St Nicholas Church, Burnage, Manchester
The First World War is a tremendously emotive subject and Oliver Mills’ and Rachel Mann’s The Tree of War, receiving its World premiere in this suburban Burnage church, explores the theme with a depth of sophistication not usually associated with an amateur production. It’s a tremendously ambitious project, utilising an ensemble cast, a live band, an ingenious set and some startling pyrotechnics (at one point clods of earth actually rain down into the audience!).
The story begins in 1986 with the declaration of war in the Falklands. Anna (Lucy Smith), a young girl living in Burnage, is upset that her favourite ‘story tree’ is about to be cut down and asks her Grandfather, Bert (Mike Law), to tell her about his experiences in the First World War, something he has never spoken of before. We then go back in time to witness young Bert (Alex Cosgriff) and his best friend, Greville (Sam Gilliat) enlisting to fight for their country. They soon find themselves in France biding their time until they go ‘over the top,’ and exchanging letters with their loved ones back home. But the tragedy of the Somme, when 20,000 young men died in one day of fighting, looms ever closer…
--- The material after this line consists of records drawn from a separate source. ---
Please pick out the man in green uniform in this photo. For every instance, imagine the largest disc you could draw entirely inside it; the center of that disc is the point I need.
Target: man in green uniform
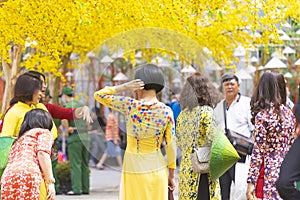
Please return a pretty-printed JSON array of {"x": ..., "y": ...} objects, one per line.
[{"x": 78, "y": 146}]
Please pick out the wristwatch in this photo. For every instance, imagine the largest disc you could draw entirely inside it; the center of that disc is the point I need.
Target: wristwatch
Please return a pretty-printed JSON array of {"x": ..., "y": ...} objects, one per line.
[{"x": 50, "y": 181}]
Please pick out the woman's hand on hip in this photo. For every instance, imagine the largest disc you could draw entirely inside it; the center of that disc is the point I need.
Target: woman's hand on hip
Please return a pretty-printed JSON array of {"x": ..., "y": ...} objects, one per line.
[
  {"x": 51, "y": 192},
  {"x": 250, "y": 193}
]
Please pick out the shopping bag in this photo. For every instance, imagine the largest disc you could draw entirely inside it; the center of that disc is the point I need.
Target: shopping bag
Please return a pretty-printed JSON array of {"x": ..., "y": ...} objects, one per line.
[
  {"x": 223, "y": 155},
  {"x": 5, "y": 146}
]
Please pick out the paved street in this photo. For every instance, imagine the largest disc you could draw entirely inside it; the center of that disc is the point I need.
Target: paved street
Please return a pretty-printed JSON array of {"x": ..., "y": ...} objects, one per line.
[
  {"x": 104, "y": 186},
  {"x": 105, "y": 183}
]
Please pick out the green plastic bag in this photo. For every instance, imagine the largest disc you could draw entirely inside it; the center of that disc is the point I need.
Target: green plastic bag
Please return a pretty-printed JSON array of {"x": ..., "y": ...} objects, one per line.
[
  {"x": 223, "y": 155},
  {"x": 5, "y": 146}
]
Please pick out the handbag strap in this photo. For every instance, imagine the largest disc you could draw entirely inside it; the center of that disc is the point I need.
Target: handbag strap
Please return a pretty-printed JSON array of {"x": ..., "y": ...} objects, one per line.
[
  {"x": 225, "y": 118},
  {"x": 197, "y": 129}
]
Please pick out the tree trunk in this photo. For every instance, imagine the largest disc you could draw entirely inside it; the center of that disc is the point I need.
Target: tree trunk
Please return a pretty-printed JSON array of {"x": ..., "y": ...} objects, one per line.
[
  {"x": 57, "y": 81},
  {"x": 10, "y": 72}
]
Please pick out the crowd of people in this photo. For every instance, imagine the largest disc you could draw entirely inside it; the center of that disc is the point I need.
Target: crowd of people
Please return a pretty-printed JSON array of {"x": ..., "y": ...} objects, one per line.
[{"x": 156, "y": 133}]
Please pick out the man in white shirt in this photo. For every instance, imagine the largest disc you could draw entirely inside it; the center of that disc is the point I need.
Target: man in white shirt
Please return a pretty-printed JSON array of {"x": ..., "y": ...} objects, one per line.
[{"x": 238, "y": 119}]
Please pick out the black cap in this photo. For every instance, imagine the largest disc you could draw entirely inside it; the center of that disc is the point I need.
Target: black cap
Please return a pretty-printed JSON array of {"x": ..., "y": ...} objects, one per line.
[{"x": 229, "y": 76}]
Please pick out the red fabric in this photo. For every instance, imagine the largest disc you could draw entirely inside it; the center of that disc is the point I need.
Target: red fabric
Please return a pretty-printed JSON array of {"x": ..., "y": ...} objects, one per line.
[
  {"x": 58, "y": 112},
  {"x": 260, "y": 183}
]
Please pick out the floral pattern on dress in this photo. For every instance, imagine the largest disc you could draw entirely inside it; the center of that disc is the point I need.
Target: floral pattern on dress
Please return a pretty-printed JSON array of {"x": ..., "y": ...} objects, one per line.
[
  {"x": 186, "y": 125},
  {"x": 148, "y": 124},
  {"x": 273, "y": 137},
  {"x": 22, "y": 177}
]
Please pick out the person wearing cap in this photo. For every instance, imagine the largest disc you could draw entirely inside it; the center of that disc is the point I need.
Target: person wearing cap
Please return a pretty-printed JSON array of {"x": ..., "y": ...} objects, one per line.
[
  {"x": 238, "y": 119},
  {"x": 48, "y": 96},
  {"x": 146, "y": 174},
  {"x": 78, "y": 146}
]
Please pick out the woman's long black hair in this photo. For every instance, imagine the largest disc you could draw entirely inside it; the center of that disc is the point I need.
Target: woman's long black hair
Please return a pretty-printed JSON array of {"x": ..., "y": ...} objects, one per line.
[{"x": 36, "y": 118}]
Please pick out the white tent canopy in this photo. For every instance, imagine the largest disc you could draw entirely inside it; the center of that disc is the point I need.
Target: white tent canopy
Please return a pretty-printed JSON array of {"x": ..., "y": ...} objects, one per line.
[
  {"x": 288, "y": 50},
  {"x": 120, "y": 77},
  {"x": 288, "y": 75},
  {"x": 278, "y": 55},
  {"x": 106, "y": 59},
  {"x": 275, "y": 63},
  {"x": 243, "y": 75},
  {"x": 188, "y": 69}
]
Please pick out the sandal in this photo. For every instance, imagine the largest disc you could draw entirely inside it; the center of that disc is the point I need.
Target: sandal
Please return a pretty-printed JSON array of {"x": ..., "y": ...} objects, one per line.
[{"x": 100, "y": 167}]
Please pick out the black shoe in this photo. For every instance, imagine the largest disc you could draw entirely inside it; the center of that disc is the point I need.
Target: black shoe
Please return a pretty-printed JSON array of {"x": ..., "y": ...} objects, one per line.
[{"x": 72, "y": 193}]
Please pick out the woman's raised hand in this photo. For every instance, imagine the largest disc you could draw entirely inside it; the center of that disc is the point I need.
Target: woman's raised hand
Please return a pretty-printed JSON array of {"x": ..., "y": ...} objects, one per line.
[{"x": 130, "y": 86}]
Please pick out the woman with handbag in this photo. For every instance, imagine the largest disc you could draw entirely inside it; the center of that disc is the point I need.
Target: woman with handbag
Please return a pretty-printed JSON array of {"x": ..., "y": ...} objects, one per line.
[
  {"x": 195, "y": 124},
  {"x": 28, "y": 174},
  {"x": 274, "y": 134}
]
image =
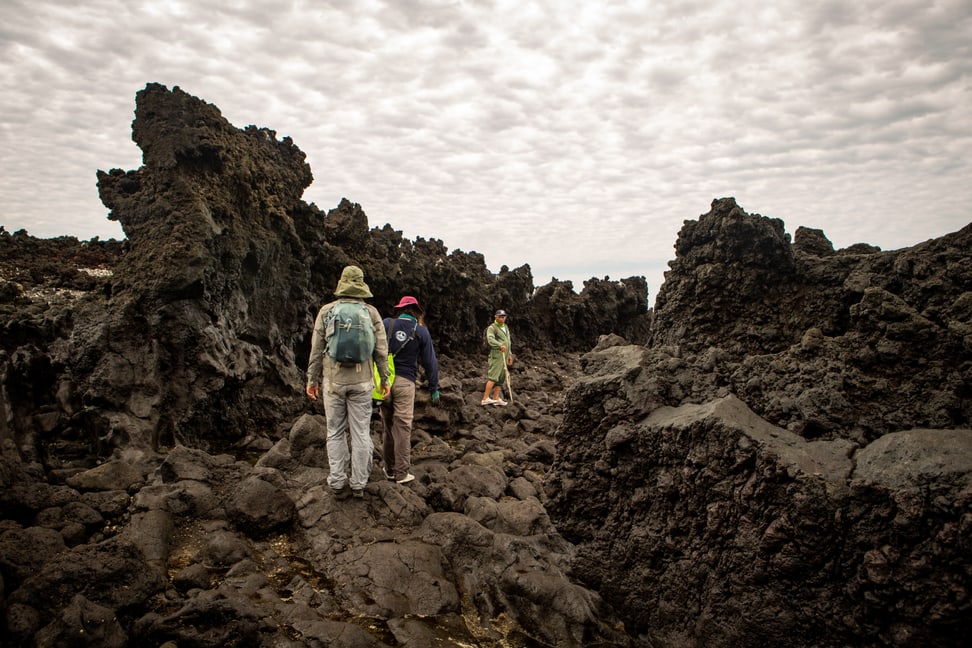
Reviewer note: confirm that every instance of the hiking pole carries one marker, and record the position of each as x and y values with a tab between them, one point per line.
509	387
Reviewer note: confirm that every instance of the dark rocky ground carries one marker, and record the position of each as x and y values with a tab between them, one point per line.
778	452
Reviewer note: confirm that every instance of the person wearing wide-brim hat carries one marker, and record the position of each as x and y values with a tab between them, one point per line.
347	397
410	343
500	357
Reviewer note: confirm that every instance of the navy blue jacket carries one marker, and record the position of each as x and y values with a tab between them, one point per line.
409	354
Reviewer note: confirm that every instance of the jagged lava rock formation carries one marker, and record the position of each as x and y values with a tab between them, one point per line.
162	472
788	460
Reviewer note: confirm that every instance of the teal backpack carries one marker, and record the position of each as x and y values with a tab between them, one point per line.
349	333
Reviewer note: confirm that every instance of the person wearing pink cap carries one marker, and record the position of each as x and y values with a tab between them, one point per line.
410	343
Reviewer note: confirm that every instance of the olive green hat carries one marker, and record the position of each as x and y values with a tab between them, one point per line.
351	284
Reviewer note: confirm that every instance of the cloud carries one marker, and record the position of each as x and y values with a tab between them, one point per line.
573	137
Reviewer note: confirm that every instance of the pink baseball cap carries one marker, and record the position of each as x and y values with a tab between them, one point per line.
408	300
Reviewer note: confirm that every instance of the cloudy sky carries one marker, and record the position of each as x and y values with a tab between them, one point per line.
572	135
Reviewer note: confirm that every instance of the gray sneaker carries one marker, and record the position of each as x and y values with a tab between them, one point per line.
341	494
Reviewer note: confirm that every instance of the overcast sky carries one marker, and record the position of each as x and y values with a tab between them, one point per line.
574	136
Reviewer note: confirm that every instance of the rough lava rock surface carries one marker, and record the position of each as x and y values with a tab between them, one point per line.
788	460
778	452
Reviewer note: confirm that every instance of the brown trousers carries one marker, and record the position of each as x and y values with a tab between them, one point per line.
397	412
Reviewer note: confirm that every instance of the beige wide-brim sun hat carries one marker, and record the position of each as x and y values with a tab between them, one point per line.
351	284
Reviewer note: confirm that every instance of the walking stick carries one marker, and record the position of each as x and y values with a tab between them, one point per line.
509	387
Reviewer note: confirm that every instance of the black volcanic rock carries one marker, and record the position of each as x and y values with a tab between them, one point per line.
789	460
779	453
“Serious’ musicals are notoriously hard to pull off, so it’s to the company’s credit that they do an exemplary job here. There’s a wide range of styles on offer, from wistful, plaintive ballads to lusty, marching songs. In the first half, a section of knockabout comedy in the trenches falls a little flat and feels like a temporary misstep, but the momentum is soon regained with a series of soldier songs exuberantly led by Harry Cooper (Will Spence), that have the audience clapping along, while the expertly paced second half never flags for a moment. There are some delightful set pieces here: a sequence set at a Women’s Fellowship meeting is beautifully choreographed and the delightful harmonising gives the female actors a real chance to shine; Scottish hard man Dougie (Jamie Rahman) gives a sweet rendition of ‘Being A Lad,’ and it’s a stony individual indeed who won’t be moved to tears (as I was) by the heartbreaking climax.
Those who’d like to catch this show need to act quickly; it comes to the end of its five night run on the 19th of September.